Audi has been playing with LED low beams for a few years now. Cadillac is getting into it as well. I built a pair of 'ditch lights' for my car, as I drive 100 miles round trip to work everyday, usually in the dark, on country highways. When there are no other cars, I use them to watch for deer (angled toward the ditches). I used the 3 watt maglite replacement LED upgrade kits from jcwhitney and built them into some old driving light pods I had lying around. A 3 watt maglite running at 6 volts (a 4 D-cell model) is pretty damn bright. It lights the ditches at 200' well enough for me to spot deer easily. But as far as I know nobody makes a reasonably priced headlight conversion with LEDs. The prices will come down more eventually though. If you want a schematic (dropping resistor if necessary, etc) let me know, and good luck!


----------



## Marqed97 (Mar 19, 2011)

Oooh, forgot, a pair of 3 watt LEDs will only use about 1/2 amp at 12 volts the way I have mine set up. If the cart runs a 12 volt system (I don't know much about golf carts, only automotive stuff) then it wouldn't affect your range enough to be noticeable.


----------



## PSDENGINEER (Apr 15, 2011)

If you search ebay.com for LED headlights, there are over 20,000 items. You can further subdivide it by putting ATV in your search, then you will get about 40 items. One that looks promising is called "YAMAHA BANSHEE BLASTER GRIZZLY HEADLIGHT LED ATV LIGHT" and you can also search for it by copying that name into the search block...


----------



## CoconutPete (Jan 22, 2010)

LED technology has come a long way but still has a little ways go to before you will see them used purely as headlights. They are bright, but don't provide light for long distances that well.

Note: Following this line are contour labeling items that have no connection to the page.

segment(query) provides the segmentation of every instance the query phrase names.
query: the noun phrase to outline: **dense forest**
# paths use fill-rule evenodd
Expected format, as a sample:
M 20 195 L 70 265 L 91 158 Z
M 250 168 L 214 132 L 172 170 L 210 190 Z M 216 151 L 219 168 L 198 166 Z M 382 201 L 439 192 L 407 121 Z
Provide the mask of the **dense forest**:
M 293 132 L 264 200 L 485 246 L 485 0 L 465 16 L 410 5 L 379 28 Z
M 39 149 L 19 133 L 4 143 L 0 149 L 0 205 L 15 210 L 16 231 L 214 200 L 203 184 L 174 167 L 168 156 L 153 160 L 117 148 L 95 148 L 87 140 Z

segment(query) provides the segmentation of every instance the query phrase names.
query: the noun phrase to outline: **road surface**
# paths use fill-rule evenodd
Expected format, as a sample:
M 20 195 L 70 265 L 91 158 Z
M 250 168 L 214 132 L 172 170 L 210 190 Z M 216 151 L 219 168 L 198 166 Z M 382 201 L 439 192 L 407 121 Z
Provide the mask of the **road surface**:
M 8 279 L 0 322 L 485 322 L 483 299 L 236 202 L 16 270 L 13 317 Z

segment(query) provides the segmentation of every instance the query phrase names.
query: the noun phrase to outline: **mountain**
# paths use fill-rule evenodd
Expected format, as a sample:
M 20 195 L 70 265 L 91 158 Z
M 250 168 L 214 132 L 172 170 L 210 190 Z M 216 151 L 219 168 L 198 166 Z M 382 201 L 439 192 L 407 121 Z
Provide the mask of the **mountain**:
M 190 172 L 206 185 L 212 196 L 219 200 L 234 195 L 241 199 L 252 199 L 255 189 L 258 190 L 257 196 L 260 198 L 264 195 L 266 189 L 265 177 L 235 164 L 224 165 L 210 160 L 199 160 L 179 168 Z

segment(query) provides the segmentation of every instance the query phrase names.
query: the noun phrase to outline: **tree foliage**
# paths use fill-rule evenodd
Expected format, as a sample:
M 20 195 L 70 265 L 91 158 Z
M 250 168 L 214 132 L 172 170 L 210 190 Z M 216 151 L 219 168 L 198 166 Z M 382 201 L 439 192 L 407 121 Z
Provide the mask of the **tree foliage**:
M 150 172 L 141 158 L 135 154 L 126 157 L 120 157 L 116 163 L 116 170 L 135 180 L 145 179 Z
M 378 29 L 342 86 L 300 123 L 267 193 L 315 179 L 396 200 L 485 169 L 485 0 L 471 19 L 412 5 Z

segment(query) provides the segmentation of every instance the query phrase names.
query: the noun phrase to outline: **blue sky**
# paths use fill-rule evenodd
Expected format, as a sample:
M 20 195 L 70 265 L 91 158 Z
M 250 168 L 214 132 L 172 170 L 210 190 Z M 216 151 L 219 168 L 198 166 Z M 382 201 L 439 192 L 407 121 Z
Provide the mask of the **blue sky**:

Many cars use them as daytime running lights now (MB, BMW, Audi, Porsche, etc)

Since you are only talking about a golf cart there may be options for you though - I would still go w/ a good "old fashioned" halogen one though since it'll shoot light out further.

You could go w/ a cheap HID kit but it seems overkill on a golf cart.


----------



## Mr Chips (Mar 23, 2008)

Since it's a golf cart, DOT regs clearly don't apply so you really have a lot of options. there are some 12v LED spots and floods that really put out a lot of light. Check out a company called DDM Tuning that sells low cost LED spots and floods that get really high user reviews on one of the snow plow forums that I look at from time to time
http://www.plowsite.com/showthread.php?t=115215


----------